High-speed graph ingestion with Memgraph and Apache Spark
This guide demonstrates how to efficiently ingest 2 million edges into Memgraph within 3 seconds using Apache Spark. The script leverages Memgraph’s IN_MEMORY_ANALYTICAL mode for multithreading, DROP GRAPH for instant dataset clearing, and indexing to optimize relationship insertions. Below, we break down the key components of the script and explain their importance.
Prerequisites
- Memgraph installed and running
- Apache Spark configured (using PySpark)
- this guide uses GQLAlchemy to query Memgraph with Python
- CSV files containing node and relationship data
Compatibility table
When using Apache Spark with Memgraph, ensure that you use the correct Neo4j Spark Connector version based on your Spark and Scala versions. Below is a compatibility table:
Spark Version | Artifact (Scala 2.12) | Artifact (Scala 2.13) |
---|---|---|
3.3 | org.neo4j:neo4j-connector-apache-spark_2.12:5.1.0_for_spark_3 | org.neo4j:neo4j-connector-apache-spark_2.13:5.1.0_for_spark_3 |
3.2 | org.neo4j:neo4j-connector-apache-spark_2.12:5.0.3_for_spark_3 | org.neo4j:neo4j-connector-apache-spark_2.13:5.0.3_for_spark_3 |
3.0 and 3.1 | org.neo4j:neo4j-connector-apache-spark_2.12:4.1.5_for_spark_3 | org.neo4j:neo4j-connector-apache-spark_2.13:4.1.5_for_spark_3 |
Make sure to include the appropriate dependency in your Spark configuration to ensure compatibility with Memgraph when performing high-speed graph ingestion. 🚀-
Running Memgraph with Docker
To start Memgraph using Docker, use the following command:
docker run -it --rm -p 7687:7687 -p 3000:3000 memgraph/memgraph-mage
This command runs Memgraph in an interactive mode, exposing its Bolt and web ports.
CSV file structure
Before running the ingestion script, ensure your CSV files are structured correctly:
-
node CSV (
pokec_medium_nodes.csv
-> 100k nodes)- Contains a single column:
id
: Unique identifier for each person
- Contains a single column:
-
relationship CSV (
pokec_medium_relationships.csv
-> 1.7 million edges)- Contains two columns:
from_id
: ID of the starting node (person)to_id
: ID of the connected node (person)
- Contains two columns:
Code breakdown
1. Establish connection to Memgraph
from gqlalchemy import Memgraph
from pyspark.sql import SparkSession
import time
# Connection to Memgraph
url = "bolt://localhost:7687"
dbname = "memgraph"
memgraph = Memgraph()
Memgraph is initialized using the gqlalchemy
Python client, establishing a connection via Bolt protocol.
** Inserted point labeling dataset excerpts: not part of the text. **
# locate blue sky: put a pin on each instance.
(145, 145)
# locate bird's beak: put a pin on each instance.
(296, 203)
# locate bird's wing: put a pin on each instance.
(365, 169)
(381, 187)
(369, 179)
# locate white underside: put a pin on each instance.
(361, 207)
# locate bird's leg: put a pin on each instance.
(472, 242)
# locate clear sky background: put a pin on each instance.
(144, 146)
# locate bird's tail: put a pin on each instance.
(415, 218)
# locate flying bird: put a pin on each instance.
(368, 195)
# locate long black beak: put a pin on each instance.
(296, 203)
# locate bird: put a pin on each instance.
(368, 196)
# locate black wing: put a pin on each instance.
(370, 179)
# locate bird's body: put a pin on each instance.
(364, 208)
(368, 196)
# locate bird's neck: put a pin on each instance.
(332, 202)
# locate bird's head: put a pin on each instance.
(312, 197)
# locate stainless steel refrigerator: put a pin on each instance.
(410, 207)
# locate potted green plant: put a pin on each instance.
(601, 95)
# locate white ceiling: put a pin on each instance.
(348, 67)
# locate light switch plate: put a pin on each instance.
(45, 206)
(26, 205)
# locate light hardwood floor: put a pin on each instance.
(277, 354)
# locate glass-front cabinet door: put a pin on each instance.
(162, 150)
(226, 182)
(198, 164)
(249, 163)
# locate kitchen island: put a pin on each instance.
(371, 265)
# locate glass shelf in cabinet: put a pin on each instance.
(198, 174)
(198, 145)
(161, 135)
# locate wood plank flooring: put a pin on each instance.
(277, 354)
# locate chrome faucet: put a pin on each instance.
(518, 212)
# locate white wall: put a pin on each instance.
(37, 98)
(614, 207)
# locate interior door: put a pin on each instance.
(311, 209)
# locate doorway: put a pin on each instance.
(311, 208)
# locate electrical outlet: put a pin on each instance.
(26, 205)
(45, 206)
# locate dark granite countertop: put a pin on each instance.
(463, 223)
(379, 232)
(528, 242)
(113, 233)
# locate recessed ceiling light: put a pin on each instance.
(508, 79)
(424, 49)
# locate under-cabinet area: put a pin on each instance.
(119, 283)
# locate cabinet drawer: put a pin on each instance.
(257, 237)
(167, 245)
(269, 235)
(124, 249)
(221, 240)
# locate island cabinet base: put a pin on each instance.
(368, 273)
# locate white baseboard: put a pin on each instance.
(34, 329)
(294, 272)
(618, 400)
2. Configure Memgraph for optimal ingestion
memgraph.execute("STORAGE MODE IN_MEMORY_ANALYTICAL;")
memgraph.execute("DROP GRAPH;")
memgraph.execute("CREATE INDEX ON :Person")
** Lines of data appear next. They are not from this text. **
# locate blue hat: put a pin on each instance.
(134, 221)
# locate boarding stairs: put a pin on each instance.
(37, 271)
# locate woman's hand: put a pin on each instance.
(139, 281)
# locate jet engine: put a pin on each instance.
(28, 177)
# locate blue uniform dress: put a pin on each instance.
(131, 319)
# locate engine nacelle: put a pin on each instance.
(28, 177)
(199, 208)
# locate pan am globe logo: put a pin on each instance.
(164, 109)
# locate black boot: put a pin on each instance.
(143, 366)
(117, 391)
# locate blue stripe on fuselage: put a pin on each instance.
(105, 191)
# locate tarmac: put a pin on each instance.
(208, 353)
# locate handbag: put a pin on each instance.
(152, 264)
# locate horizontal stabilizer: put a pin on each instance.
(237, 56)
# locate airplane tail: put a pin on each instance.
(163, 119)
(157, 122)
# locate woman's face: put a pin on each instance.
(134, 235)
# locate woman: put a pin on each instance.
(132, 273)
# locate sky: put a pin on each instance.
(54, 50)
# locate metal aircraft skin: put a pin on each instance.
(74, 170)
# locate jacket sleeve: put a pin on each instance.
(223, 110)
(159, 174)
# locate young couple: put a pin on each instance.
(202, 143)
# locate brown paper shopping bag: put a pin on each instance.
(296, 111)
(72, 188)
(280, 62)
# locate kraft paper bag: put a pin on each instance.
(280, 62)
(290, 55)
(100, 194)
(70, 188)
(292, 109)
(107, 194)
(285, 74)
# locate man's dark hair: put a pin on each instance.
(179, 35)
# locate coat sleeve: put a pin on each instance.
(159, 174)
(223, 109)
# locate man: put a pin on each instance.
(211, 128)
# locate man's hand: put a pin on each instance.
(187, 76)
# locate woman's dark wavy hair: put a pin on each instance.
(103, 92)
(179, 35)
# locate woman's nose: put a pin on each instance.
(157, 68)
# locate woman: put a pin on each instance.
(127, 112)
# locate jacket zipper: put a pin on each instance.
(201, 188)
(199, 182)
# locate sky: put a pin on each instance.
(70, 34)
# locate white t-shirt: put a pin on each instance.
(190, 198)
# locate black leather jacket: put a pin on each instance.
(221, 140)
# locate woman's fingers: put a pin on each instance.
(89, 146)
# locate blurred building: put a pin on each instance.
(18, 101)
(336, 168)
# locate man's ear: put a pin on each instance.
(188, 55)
memgraph.execute("CREATE INDEX ON :Person(id)")
Why IN_MEMORY_ANALYTICAL
is important for multithreading
Setting STORAGE MODE IN_MEMORY_ANALYTICAL allows Memgraph to operate entirely in memory, maximizing data processing speed and enabling efficient multi-threaded execution. This mode significantly improves performance for analytical queries and bulk inserts.
How DROP GRAPH
instantly clears the dataset
Executing DROP GRAPH removes all existing data in Memgraph instantaneously. This ensures that each ingestion process starts with a clean slate, avoiding conflicts and ensuring consistent performance.
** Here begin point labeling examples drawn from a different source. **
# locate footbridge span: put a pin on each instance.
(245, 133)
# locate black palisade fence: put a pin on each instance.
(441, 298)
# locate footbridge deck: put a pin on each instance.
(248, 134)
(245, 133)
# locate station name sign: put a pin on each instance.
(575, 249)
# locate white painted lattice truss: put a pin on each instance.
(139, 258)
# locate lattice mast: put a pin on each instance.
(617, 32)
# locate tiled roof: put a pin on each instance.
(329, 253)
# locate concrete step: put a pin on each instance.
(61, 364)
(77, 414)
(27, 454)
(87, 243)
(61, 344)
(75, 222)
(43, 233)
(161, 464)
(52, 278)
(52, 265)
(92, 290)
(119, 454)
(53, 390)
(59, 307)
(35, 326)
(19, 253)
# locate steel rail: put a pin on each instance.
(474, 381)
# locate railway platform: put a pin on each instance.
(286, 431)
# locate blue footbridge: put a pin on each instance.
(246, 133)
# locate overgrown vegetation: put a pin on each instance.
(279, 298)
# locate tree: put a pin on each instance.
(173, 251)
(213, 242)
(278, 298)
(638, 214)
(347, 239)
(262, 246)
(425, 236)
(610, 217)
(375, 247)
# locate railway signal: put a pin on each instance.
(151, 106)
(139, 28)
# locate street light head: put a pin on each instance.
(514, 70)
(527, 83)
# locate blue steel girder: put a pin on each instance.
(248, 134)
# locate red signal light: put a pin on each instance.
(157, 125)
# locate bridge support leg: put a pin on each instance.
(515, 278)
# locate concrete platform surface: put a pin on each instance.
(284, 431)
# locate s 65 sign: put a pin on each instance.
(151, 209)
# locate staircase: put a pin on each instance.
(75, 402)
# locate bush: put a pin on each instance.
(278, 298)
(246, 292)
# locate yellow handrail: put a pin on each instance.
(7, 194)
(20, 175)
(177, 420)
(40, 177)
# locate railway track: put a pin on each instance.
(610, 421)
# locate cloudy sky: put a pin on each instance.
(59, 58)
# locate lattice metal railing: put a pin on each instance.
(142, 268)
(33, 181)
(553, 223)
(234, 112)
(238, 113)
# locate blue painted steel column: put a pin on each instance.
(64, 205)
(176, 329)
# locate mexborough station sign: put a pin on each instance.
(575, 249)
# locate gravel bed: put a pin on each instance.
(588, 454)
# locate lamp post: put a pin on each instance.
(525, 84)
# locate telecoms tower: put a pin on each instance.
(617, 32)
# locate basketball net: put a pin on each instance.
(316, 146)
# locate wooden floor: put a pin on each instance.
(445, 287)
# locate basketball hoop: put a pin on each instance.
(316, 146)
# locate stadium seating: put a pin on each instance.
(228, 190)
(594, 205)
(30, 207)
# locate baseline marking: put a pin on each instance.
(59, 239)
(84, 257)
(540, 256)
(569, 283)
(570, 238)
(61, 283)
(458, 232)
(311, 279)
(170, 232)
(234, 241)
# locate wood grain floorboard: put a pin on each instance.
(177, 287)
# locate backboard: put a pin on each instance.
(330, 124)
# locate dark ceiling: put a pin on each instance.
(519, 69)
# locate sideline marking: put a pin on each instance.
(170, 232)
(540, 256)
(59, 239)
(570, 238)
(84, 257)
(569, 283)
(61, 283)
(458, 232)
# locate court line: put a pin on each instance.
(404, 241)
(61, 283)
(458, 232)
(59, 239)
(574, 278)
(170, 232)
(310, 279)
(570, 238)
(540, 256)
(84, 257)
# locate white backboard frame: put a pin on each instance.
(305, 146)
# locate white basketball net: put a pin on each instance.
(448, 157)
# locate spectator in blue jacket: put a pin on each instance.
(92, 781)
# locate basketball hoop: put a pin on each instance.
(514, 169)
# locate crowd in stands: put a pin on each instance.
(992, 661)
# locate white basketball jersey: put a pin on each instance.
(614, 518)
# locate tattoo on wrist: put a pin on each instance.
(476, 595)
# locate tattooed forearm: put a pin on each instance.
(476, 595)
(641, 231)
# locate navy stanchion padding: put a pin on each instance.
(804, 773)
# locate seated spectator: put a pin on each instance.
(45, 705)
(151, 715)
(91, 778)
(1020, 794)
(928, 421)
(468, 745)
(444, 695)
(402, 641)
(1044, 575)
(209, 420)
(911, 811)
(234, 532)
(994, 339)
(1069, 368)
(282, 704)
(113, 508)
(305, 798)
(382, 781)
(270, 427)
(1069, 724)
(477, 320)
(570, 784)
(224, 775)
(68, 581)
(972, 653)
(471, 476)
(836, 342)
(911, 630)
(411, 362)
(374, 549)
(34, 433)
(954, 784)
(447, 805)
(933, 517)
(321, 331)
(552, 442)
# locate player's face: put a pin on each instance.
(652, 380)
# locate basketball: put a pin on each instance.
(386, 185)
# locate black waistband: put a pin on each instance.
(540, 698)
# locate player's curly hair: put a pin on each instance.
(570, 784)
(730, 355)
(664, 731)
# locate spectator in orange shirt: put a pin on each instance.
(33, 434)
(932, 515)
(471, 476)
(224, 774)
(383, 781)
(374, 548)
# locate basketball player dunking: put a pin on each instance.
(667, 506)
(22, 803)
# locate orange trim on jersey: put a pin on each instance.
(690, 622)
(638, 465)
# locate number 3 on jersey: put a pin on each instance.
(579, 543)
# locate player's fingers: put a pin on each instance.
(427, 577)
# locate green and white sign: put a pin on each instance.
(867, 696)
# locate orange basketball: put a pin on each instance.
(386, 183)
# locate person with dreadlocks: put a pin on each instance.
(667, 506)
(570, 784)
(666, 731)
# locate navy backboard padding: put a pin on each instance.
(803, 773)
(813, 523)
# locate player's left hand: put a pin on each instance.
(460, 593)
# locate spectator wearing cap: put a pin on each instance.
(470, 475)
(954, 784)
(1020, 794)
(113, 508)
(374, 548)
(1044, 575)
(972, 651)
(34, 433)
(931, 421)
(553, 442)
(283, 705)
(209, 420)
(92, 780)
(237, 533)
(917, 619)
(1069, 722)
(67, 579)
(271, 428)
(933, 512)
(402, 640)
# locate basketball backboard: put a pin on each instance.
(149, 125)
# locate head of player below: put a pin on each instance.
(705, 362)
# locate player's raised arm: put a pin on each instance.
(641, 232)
Why indexing improves relationship ingestion
Creating indexes on the Person
label and its id
property speeds up node lookups when relationships are created.
Without indexing, the database would perform a full scan to find matching nodes, making relationship ingestion significantly slower.
3. Initialize Spark session
spark = (
SparkSession.builder.config("neo4j.url", url)
.config("neo4j.authentication.basic.username", "")
.config("neo4j.authentication.basic.password", "")
.config(
"spark.jars.packages",
"org.neo4j:neo4j-connector-apache-spark_2.12:5.1.0_for_spark_3",
)
.config("spark.driver.extraJavaOptions", "-Djava.security.manager=allow")
.config("spark.executor.extraJavaOptions", "-Djava.security.manager=allow")
.config("neo4j.database", dbname)
.getOrCreate()
)
The Spark session is configured with the Memgraph connector to facilitate data ingestion.
4. Load nodes from CSV and write to Memgraph
csv_file_path = "pokec_medium_nodes.csv"
df = spark.read.csv(csv_file_path, header=True, inferSchema=True)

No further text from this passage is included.